Avoiding Exercise During Pregnancy
Exercise is always healthy and being pregnant is not going to be an exception to the rule, but depending on your specific needs, the type and amount of exercise will need to be adjusted decreasing exercise performance to satisfy the diverse physiologic and lifestyle changes associated with pregnancy.
Your Doctor will review your actual exercising routine if any, and will advise the avoidance of the following activities that may result in potential harm to your baby and risky for you even if you are healthy.
Downhill skiing, parachute jumping, roller blading, skateboarding, horseback riding, off-road biking, weight lifting, high impact aerobics, high altitude training, contact sports, scuba-diving, kayaking, surfing, water-skiing and most water sports except swimming.
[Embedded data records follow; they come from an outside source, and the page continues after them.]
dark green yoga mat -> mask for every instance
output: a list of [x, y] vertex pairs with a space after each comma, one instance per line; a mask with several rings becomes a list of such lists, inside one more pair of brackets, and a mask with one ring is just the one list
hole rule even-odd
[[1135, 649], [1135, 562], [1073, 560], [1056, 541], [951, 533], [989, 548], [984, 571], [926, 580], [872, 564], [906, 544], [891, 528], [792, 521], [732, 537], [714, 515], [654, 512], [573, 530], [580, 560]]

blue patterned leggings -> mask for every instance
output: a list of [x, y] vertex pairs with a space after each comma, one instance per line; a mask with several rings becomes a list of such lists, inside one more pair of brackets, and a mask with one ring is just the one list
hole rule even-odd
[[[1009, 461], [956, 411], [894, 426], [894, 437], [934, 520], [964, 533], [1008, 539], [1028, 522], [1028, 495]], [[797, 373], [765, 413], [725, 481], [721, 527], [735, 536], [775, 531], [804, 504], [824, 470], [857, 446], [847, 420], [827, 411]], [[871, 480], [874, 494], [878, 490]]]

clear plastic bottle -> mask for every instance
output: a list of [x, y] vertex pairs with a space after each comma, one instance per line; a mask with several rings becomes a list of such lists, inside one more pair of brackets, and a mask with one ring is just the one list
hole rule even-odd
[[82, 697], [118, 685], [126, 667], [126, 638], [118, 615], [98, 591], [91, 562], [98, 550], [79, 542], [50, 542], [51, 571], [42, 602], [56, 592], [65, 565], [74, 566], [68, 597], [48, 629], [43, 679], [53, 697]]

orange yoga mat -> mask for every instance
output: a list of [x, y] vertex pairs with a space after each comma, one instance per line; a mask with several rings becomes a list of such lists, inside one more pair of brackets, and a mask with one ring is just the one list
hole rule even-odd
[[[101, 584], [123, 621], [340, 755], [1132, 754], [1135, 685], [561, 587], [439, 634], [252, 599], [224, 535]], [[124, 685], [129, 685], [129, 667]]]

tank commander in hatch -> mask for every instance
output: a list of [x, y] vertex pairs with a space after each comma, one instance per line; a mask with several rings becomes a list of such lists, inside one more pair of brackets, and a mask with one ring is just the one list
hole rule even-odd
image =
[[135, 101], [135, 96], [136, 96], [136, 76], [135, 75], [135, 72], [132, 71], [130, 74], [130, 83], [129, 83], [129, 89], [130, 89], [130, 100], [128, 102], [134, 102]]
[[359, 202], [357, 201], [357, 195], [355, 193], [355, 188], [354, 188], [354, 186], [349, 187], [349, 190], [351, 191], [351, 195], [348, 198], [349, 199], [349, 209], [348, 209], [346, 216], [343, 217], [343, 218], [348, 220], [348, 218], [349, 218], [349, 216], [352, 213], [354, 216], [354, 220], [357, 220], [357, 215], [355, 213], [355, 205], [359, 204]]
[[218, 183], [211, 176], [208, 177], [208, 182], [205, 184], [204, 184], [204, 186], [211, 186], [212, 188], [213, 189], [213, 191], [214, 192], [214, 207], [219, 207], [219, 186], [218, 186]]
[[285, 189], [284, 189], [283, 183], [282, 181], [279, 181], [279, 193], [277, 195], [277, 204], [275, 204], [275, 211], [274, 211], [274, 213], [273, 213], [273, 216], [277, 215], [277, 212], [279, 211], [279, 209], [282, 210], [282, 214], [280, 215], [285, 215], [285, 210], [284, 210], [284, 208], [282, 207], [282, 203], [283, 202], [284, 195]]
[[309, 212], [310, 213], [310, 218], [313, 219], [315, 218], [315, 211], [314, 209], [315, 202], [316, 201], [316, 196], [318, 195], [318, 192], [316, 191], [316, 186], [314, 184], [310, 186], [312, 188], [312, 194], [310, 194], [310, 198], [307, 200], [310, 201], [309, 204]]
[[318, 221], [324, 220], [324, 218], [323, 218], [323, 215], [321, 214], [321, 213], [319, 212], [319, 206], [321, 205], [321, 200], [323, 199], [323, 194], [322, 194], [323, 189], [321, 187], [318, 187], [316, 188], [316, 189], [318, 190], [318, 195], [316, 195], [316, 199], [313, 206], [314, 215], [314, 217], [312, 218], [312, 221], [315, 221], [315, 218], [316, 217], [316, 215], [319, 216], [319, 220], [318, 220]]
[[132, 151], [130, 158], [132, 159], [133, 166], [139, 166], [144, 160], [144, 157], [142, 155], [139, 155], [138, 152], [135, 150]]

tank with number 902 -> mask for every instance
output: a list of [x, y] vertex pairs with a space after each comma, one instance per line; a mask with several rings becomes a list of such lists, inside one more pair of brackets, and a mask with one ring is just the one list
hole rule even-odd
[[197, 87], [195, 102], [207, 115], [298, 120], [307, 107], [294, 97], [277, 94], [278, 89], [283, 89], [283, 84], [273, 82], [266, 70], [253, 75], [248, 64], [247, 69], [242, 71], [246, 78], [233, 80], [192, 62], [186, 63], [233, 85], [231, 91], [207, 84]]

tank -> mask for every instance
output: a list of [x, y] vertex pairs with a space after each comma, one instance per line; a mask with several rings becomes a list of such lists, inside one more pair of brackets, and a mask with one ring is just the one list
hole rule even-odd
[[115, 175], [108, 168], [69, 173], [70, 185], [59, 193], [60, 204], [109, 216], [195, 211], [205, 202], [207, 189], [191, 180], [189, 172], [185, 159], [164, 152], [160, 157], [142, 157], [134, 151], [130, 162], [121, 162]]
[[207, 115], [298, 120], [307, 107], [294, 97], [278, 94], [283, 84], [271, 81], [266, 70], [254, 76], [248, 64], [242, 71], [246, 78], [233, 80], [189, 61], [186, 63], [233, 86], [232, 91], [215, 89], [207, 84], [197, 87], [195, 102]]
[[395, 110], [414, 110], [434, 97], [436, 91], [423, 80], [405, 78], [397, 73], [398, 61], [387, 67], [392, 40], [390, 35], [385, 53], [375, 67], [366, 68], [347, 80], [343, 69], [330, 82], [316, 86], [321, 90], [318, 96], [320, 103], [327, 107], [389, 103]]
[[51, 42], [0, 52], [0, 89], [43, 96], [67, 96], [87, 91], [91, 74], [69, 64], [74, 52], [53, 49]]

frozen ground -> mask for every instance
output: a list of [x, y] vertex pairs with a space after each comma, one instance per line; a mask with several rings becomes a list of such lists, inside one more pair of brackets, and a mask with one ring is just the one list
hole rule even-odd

Regular exercise requiring you to lie flat on your back is risky particularly after the first trimester because studies have demonstrated that most pregnant women show decreased cardiac output even with low impact exercises so the problem is the position.
Those considered non-weight-bearing exercises are not only recommended but benefit women that never kept an exercise regime before pregnancy, not only minimizing the risk or injury to the developing baby but making it easier to continue exercising after giving birth.
Walking, cycling and swimming are usually safe but stop if they make you feel tired and resume them gradually after getting some rest. Do not hesitate to ask your doctor if you have any questions regarding your current exercise routine and those changes or adjustments you may need to do in your program during pregnancy.